Before, it was just a manager’s role, and the director could not be an advocate. But as an elected position, it requires real leadership. It means that King County will be able to fight for resources and legislation to ensure good elections.”
Most of the candidates agree with Reed. However, Huff does not.
Huff was appointed by King County Executive Ron Sims in 2007. “With a large jurisdiction, you need to be hiring those with expertise and experience,” she said. “King County is a complex county. I was disappointed by this move, and it’s really important that I’m retained.”
Huff has been praised for bringing peace to the elections office in the wake of the 2004 election fiasco. However, as Reed and others have pointed out, this new election director position demands leadership and a vision, not just good management skills.
Unlike the other 38 counties, the postion of election director in King County will be a non-partisan role.
All candidates have pledged not to take donations from political parties except for Huff. She said, “I don’t believe any stakeholder group should be denied a part in the election process.”
Irons disagrees. He said, “Integrity and trust can’t be compromised. We have to walk the walk, not just talk the talk.”
Voter outreach is an important issue for King County’s voting population. According to the 2000 census, nearly 20 percent speak a language other than English.
In King County, ballots are printed in English and Mandarin.
In order to print ballots in other languages, an ethnic group must comprise 10,000 or 5 percent of the county’s population. The Chinese were the only ones to meet the federally mandated threshold in 2000.

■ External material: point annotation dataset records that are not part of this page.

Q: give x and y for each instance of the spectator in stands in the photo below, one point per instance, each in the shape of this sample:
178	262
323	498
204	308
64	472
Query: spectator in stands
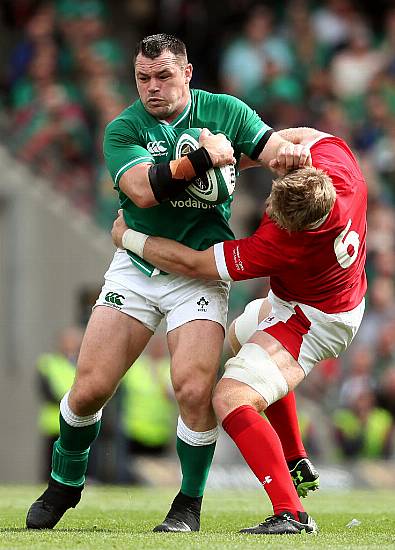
248	60
55	375
363	430
386	391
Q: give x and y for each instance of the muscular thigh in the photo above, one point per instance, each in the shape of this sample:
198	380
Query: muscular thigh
112	342
288	366
195	350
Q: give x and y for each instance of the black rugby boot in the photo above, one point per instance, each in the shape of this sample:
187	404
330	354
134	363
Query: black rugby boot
183	516
284	524
48	509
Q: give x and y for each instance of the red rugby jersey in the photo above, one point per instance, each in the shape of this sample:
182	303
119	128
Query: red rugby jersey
323	268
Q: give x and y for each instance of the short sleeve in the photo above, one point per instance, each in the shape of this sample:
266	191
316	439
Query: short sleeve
121	149
251	129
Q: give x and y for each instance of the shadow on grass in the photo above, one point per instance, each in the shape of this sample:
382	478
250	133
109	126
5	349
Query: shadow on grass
30	531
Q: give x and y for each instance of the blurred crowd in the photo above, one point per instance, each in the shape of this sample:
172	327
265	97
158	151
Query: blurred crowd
328	64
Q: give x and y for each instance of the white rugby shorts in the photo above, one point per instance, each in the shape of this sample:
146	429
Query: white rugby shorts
149	299
308	334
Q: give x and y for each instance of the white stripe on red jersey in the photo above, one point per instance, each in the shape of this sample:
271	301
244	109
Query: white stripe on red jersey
324	267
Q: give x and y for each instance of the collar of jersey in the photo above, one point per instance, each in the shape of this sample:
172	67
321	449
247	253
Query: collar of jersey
180	117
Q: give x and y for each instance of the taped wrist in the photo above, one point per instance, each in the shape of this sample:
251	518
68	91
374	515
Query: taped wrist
168	180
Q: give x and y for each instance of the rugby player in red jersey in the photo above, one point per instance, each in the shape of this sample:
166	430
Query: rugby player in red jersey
312	244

Candidates predict that Vietnamese, Korean, and Spanish-speaking populations will meet the threshold after the 2010 census.

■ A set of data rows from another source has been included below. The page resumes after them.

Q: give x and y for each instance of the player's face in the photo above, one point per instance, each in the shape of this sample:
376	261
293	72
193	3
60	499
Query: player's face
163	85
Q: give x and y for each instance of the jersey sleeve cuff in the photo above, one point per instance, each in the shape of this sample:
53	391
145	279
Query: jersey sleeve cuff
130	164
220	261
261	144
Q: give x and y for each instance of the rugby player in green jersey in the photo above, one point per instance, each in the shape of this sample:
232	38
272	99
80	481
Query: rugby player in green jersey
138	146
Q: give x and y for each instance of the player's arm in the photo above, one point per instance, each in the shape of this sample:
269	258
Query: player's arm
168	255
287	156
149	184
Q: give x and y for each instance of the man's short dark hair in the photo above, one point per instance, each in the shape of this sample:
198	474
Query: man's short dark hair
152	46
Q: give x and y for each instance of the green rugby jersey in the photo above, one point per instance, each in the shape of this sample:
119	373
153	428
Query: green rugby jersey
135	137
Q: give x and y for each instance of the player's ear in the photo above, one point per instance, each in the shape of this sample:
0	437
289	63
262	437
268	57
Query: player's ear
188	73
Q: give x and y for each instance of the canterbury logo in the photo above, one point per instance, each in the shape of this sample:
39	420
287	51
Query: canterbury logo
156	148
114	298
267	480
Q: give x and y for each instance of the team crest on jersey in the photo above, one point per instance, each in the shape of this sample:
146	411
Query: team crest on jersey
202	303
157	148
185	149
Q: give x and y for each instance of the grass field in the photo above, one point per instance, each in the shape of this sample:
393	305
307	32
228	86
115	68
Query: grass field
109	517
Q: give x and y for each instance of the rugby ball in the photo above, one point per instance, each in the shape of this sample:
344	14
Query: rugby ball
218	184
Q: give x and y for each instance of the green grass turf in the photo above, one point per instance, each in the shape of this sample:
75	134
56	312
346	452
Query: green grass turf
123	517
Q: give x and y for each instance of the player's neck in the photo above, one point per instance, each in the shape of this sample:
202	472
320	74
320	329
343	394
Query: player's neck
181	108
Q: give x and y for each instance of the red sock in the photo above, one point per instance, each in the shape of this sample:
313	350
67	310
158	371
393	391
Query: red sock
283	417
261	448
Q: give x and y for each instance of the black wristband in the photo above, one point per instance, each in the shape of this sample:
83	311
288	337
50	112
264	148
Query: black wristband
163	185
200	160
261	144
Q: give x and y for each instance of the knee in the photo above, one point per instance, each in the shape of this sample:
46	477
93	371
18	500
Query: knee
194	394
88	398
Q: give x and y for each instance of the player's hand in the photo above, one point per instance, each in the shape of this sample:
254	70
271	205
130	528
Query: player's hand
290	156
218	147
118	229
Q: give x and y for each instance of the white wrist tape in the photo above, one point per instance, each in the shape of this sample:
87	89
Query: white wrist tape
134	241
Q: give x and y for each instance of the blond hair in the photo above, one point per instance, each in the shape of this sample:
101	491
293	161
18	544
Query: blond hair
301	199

Huff said she believes voter outreach is “critically important,” but Huff’s challengers dispute her level of commitment.
Roach said it was clear in debates that Huff has not gone out to the communities. “I was very shocked by this,” she said. “I will go out to the communities to do outreach work, not just to reach those who are registered to vote, but to encourage citizens who haven’t registered to vote to do so and to encourage those who haven’t become citizens to become citizens.”
“The current director of this job has done a miserable job of public outreach,” Clifford wrote in an e-mail. “My skills as a teacher allow me to communicate with younger voters. My lifelong connections in various communities in King County allow me to reach out to voters and potential voters.”

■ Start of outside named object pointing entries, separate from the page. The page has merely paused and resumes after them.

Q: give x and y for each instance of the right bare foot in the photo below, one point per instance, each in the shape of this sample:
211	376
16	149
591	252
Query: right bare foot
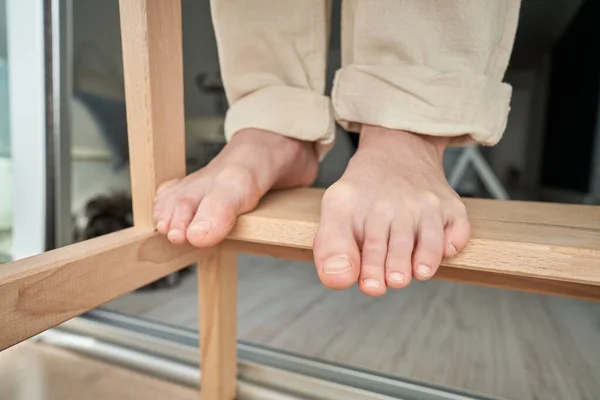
202	207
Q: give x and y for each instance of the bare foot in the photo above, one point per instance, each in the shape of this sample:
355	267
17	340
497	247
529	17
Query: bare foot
202	207
391	216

“Why should we only meet the [federal] minimum?” said Irons. “We need to have a world-class election system. We need to reach out to people in different languages.” Along with the other candidates, Irons wants to see supplemental voting materials in different languages.
In an e-mail, Anderson wrote, “All ballots [should] be customized to their native language without regard to the percentage of population.”
However, according to Kempf, printing ballots in other languages is very expensive.
Vote by mail or polls?
While this is the first all vote-by-mail election in the county, federal law mandates that there be three voting polls.
They will be in Renton, Bellevue, and Seattle. Some candidates think a vote-by-mail only system limits voter access, particularly for non-native speakers.
Irons, Clifford, and Kempf would push to bring back the voting polls. But according to King County’s Minority Language Program Coordinator Hong Wagner, it is unclear whether bringing back the voting polls will increase access.
Wagner said, “In last year’s elections, 72 to 80 percent of Chinese voted by mail.”
Although Roach said she personally prefers the option of voting polls, she does not see their return. Roach said that with the mail-in vote, voters have time to examine their voting materials at home and seek interpretation help if needed.
Kempf pointed out that at voting polls, there are usually interpreters in relevant communities to help answer questions for non-English speakers. Based on her research, vote-by-mail is also more expensive. “In a dense, complex county like King County where each poll serves thousands of people, it does not make sense to do vote-by-mail only,” said Kempf.
Julie Pham is the managing editor of Nguoi Viet Tay Bac/Northwest Vietnamese News, a semiweekly newspaper in Seattle. The Vietnamese version of this story appears in the Jan. 30 issue of Nguoi Viet Tay Bac.